DIE LINKE.im RVR: Reden

TOP 11.3 Sachstand und weitere Vorgehensweise zum Ausbau der erneuerbaren Energien auf RVR-Liegenschaften

Fraktion Die Linke im Regionalverband Ruhr (RVR), Eleonore Lubitz

Rede von Eleonore Lubitz auf der Verbandsversammlung am 16.03.2024

Sehr geehrte Frau Regionaldirektorin,
sehr geehrte Frau Frense,
liebe Kolleg:innen der demokratischen Fraktionen,
die Verwaltung hat uns einen Sachstandsbericht zum Ausbau von erneuerbaren Energien auf Liegenschaften des Verbandes vorgelegt. Das Ruhrparlament soll den Bericht zur Kenntnis nehmen und die vorgeschlagene Vorgehensweise beschließen. Daher gestatte ich mir einige Anmerkungen.
Auch uns ist es immer wichtig, dass der Verband eine schnelle Schaffung weiterer Kapazitäten zur Gewinnung von erneuerbaren Energien einleitet.
Die Erreichung der Klimaziele im Ruhrgebiet ist auch essenziell für den Rest von Deutschland.

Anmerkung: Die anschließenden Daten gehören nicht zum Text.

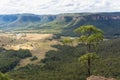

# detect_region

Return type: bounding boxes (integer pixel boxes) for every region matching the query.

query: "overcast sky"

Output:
[0,0,120,14]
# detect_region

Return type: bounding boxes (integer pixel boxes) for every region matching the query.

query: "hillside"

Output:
[0,12,120,36]
[9,39,120,80]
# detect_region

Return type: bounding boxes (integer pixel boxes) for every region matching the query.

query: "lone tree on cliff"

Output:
[75,25,104,76]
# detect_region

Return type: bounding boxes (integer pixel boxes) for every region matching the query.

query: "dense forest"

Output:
[0,48,32,73]
[9,39,120,80]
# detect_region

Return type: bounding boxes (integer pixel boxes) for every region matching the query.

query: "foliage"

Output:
[75,25,103,76]
[9,39,120,80]
[0,48,32,72]
[0,72,13,80]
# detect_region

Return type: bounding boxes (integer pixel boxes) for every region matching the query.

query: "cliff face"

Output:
[87,75,116,80]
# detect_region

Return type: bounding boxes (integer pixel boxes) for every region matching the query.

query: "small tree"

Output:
[75,25,104,76]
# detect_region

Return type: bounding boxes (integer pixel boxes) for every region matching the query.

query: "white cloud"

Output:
[0,0,120,14]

Ohne Klima ist nix.
Aber Klimaneutralität und Klimagerechtigkeit sind auch soziale Fragen.
Wir sind auch nach wie vor der Überzeugung, dass es wichtig ist, zeitnah über weitere Beteiligungsmöglichkeiten des RVR im Rahmen einer Gesellschaft nachzudenken und da weiterhin am Vorschlag der Kommunalberatung Rheinland-Pfalz GmbH festzuhalten, um eine eigene Gesellschaft zu gründen.
Nun zu dem einzelnen Vorgehen.
Es ist erfreulich, dass im Cluster-A-Bereich Verhandlungen in Marl und Haltern abgeschlossen beziehungsweise weitere Verhandlungen in Haltern, Dorsten und Hagen laufen.
Der Windpark Steinberge im Cluster-B-Bereich zeigt Flexibilität im Handeln der Verwaltung auf der Suche nach passgenauen Lösungen in Zusammenarbeit mit Kommunen und unterschiedlichen Akteur:innen.
Erfreulich ist auch, dass eine umfassende Absicherung des späteren Rückbaus der Anlagen zur Sicherung der späteren Wiederherstellung der Flächen nach Ende des Betriebs der Windenergieanlagen mitgedacht wurde.
Die gewählte Form des Interessenbekundungsverfahren im Cluster-D-Bereich bietet Spielräume zur Beantwortung von verschiedenen Fragestellungen, die an jedem Standort auch unterschiedlich zu klären sind. Dazu gehört auch die Einbindung unterschiedlicher Partner:innen bzw. Bürger:innen.
Erfreulich sind hier die Fortschritte im Interessenbekundungsverfahren Halde Großes Holz und Reitwegsee in Verbindung mit der Abfallentsorgungs-Gesellschaft Ruhrgebiet mbH.
Wir danken der Verwaltung, wünschen ihr und dem Verband weiterhin Erfolg bei der Arbeit, um auch zeitnah die anderen Flächen, die in den Clustern benannt wurden, in eine Entwicklung zu bringen.
Wir können der Vorlage der Verwaltung folgen.
Vielen Dank für die Aufmerksamkeit und Glück auf!